The emissions of paper money by the states, previous to the adoption of the constitution, were, properly speaking, bills of credit; not being bottomed upon any fund constituted for their redemption, but resting solely for that purpose upon the credit of the state issuing the same. There was no check therefore upon excessive issues; and a great depreciation and loss to holders of such bills followed as matter of course. But when a fund is pledged, or ample provision made for the redemption of a bill or voucher, whatever it may be called, there is but little danger of a depreciation or loss.
But should these certificates be considered bills of credit, under an enlarged sense of such an instrument; it does not necessarily follow that they are bills of credit, within the sense and meaning of the constitution. As no precise and technical meaning or interpretation of a bill of credit has been shown, we may with propriety look to the state of things at the adoption of the constitution, to ascertain what was probably the understanding of the convention by this limitation on the power of the states. The state emissions of paper money had been excessive, and productive of great mischief. In some states, and at some times, such emissions were, by law, made a tender in payment of private debts, in others not so. But the great evil that existed was, that creditors were compelled to take such a depreciated currency, and articles of property in payment of their debts. This being the mischief, is it an unfair construction of the constitution of restrict the intended remedy to the acknowledged and real mischief. The language of the constitution may perhaps be too broad to admit of this restricted application. But to consider the certificates in question bills of credit, within the constitution, is in my judgment a construction of that instrument which will lead to serious embarrassment with state legislation; as existing in almost every member of the union.

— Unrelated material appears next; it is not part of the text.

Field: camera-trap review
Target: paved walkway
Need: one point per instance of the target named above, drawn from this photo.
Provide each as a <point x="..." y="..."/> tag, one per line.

If these certificates are bills of credit, inhibited by the constitution; it appears to me difficult to escape the conclusion, that all bank notes, issued either by the states, or under their authority and permission, are bills of credit falling within the prohibition. They are certainly, in point of form, as much bills of credit; and if being used as a circulating medium, or substitute for money, makes these certificates bills of credit, bank notes are more emphatically such. And not only the notes of banks directly under the management and control of a state, of which description of banks there are several in the United States; but all notes of banks established under the authority of a state, must fall within the prohibition. For the states cannot certainly do that indirectly which they cannot do directly. And, if they cannot issue bank notes because they are bills of credit, they cannot authorise others to do it. If this circuitous mode of doing the business would take the case out of the prohibition, it would equally apply to the Missouri certificates; for they were issued by persons acting under the authority of the state, and indeed could be issued in no other way.
This prohibition in the constitution could not have been intended to take from the states all power whatever over a local circulating medium, and to suppress all paper currency of every description. The power is given to congress to coin money; and the states are prohibited from coining money. But to construe this, as embracing a paper circulating medium of every description, and thereby render illegal the issuing of all bank notes by or under the authority of the states, will not, I presume, be contended for by any one. And I am unable to discover any sound and substantial reason why the prohibition does not reach all such bank notes, if it extends to the certificates in question.
The conclusion to which I have come on this point, renders it unnecessary for me to examine the second question made at the argument. I am of opinion, that the judgment of the state court ought to be affirmed.